2

I have generated an array of numbers. I would like to remove the duplicates. In javascript I can just use [...new Set(arr)] and get the job done.

In Rust, I havn't found a simple way to achieve that so far.

I've written:

use rand::{thread_rng, Rng};
use itertools::Itertools;

fn main() {
    let mut arr:Vec<u8> = Vec::new();
    for _ in 0..10 {
        arr.push(thread_rng().gen_range(0..10))
    }
    println!("random {:?}", arr);
    arr.iter().unique();
    println!("unique {:?}", arr);
}

The output are:

random [7, 0, 3, 6, 7, 7, 1, 1, 8, 6]
unique [7, 0, 3, 6, 7, 7, 1, 1, 8, 6]

So I've tried to get the "no duplicate" result in another variable:

let res = &arr.iter().unique();

The result was:

Unique { iter: UniqueBy { iter: Iter([1, 2, 0, 0, 7, 0, 2, 2, 1, 6]), used: {} } }

Also, it seems I can't sort the array before performing the removal of duplicate. This code returns an error: no method named 'iter' found for unit type '()' in the current scope method not found in '()'.

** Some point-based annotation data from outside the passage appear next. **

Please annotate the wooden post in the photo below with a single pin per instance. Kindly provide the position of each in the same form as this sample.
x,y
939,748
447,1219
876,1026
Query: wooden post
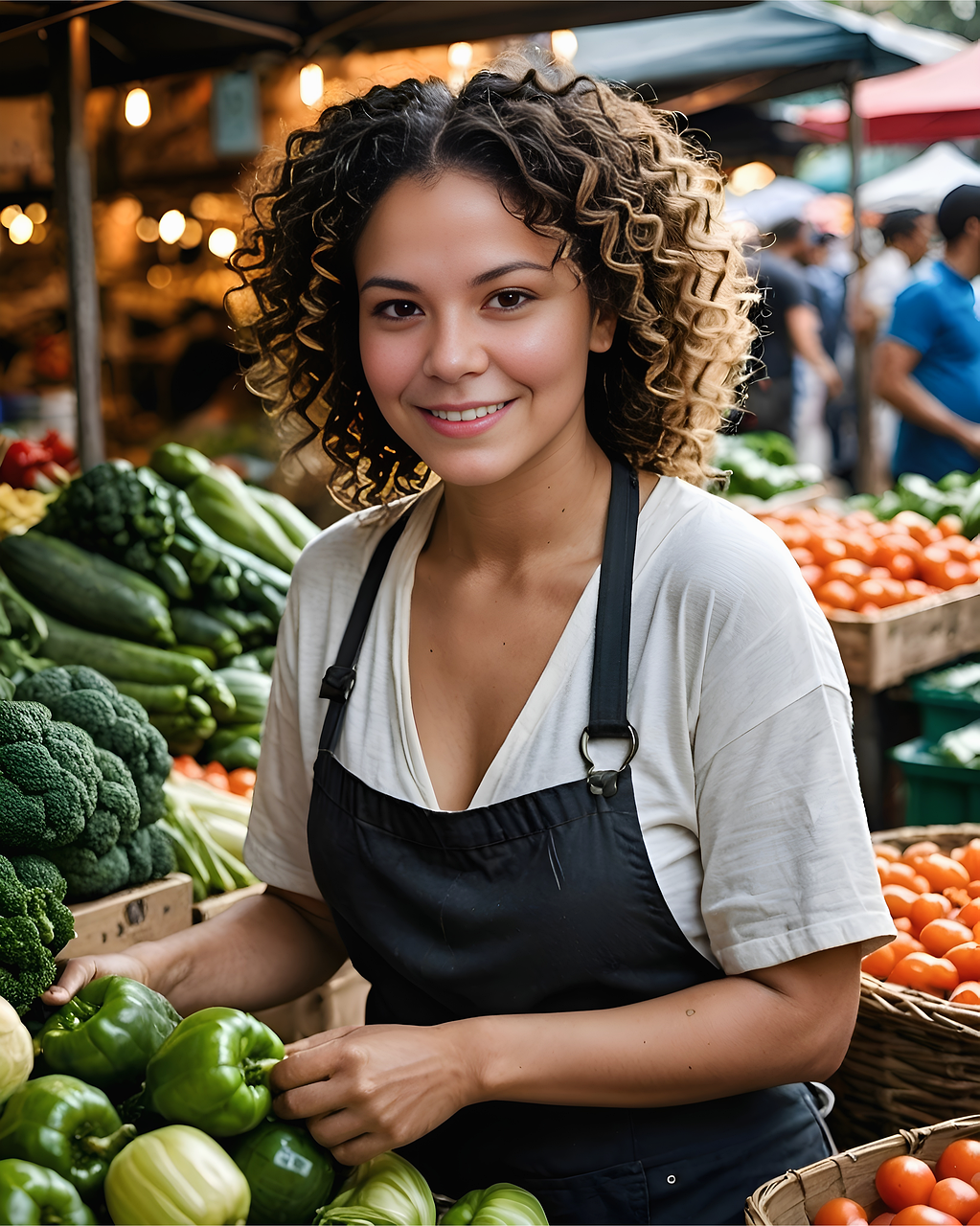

arr.sort().iter().unique();

Also, maybe there is a way to achieve the sort+unique value output without external crates?

jthulhu
  • 7,223
  • 2
  • 16
  • 33
DoneDeal0
  • 5,273
  • 13
  • 55
  • 114
  • Note that the "unit type" exists in other languages as `void` but other languages don't allow you to create a value of type `void`. This means when you declare a function in Rust with no return type, it implicitly returns `()`. The declarations `fn foo() { }` and `fn foo() -> () { }` are equivalent. So if you try to chain method calls and you get this error, one of those method calls is returning `()` which means you're probably mistaken about how the method works. (In this case, `.sort()` sorts the array _in-place_ and doesn't return anything.) – cdhowie Jul 09 '22 at 14:02

4 Answers4

7

Using the standard library

Usually, sorting an array is an ok way of deduplicating it, but, except if you are using a radix sort (which is not the sorting method Rust uses), it's asymptotically better to do what you would do in JS. Here is the Rust equivalent:

let a_vector = vec![7, 0, 3, 6, 7, 7, 1, 1, 8, 6];
let uniqued_vector = a_vector
    .into_iter()
    .collect::<HashSet<_>>()
    .into_iter()
    .collect::<Vec<_>>();

This will turn your array into an iterator, then that iterator into a HashSet (which will deduplicate it), then back again into an iterator form, then finally into an array.

See it on the playground.


If you wonder why we have to have to go back and forth between these iterator representations, it's because they are the "interface" Rust uses to transform any datatype into any other datatype, very efficiently and while allowing you to perform some operations along the way easily. Here we don't actually need to do anything more than the conversion so that's why it may seem a little bit verbose.

Using the itertools crate

The itertools crate provides utilities to work on iterators (the same that we use as an interface to convert between datatypes). However, a peculiarity of iterators is that they are lazy, in a way, in the sense that they, in themselves, are not a datatype used to store information. They only represent operations performed, through the iterable interface, on a collection. For this reason, you actually need to transform an iterator back into a usable collection (or consume it in any way), otherwise it will do nothing (literally).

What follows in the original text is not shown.